= Adwayawarman =

Adwayawarman was the father of King Adityawarman of Malayapura kingdom (now in West Sumatra province, Indonesia) as mentioned in the Kuburajo I Inscription. His alias name was Adwayadwaja, as he was called in the Bukit Gombak Inscription.

Historian Slamet Muljana suspected that Adwayawarman was also the same person as Adwayabrahma, who was mentioned in the Padang Roco Inscription. Adwayabrahma was the name of one of the Javanese high officials (Rakryan Mahamantri) of the Singhasari kingdom, who was sent to transport the statue of Amoghapasha to the Dharmasraya kingdom.
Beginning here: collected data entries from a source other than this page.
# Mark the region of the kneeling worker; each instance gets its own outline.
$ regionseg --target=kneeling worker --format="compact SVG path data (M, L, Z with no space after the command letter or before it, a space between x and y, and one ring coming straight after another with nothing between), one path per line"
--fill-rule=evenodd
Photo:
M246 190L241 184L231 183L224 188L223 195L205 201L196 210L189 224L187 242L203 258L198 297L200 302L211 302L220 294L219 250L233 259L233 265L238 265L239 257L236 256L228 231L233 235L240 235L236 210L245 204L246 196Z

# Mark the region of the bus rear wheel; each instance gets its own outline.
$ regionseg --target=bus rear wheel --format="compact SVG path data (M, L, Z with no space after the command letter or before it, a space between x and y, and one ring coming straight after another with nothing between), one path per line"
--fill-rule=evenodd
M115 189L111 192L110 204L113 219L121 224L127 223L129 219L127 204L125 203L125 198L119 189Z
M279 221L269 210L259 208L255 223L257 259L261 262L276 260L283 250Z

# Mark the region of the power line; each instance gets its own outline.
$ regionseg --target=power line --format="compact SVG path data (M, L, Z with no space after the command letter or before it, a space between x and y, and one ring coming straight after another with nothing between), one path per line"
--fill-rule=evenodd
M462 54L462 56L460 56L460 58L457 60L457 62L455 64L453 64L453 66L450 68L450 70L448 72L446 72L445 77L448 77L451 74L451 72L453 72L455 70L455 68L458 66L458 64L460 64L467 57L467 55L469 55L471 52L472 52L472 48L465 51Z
If this notion is right, Adityawarman was a king of Malayo-Javanese mixed blood.

It was told in the Javanese chronicle Pararaton (Book of Kings) that Dara Jingga, one of the Malay princesses who was brought back to Java with the Pamalayu expedition, was married to a Javanese nobleman (alaki Dewa). His son was called Tuhan Janaka or Sri Marmadewa, who finally reigned in Sumatra with the title Aji Mantrolot. However, there are no other explicit historical sources that can be used to confirm that the Dewa was Adwayawarman, or that his son Tuhan Janaka (or Sri Marmadewa, Aji Mantrolot) was indeed Adityawarman.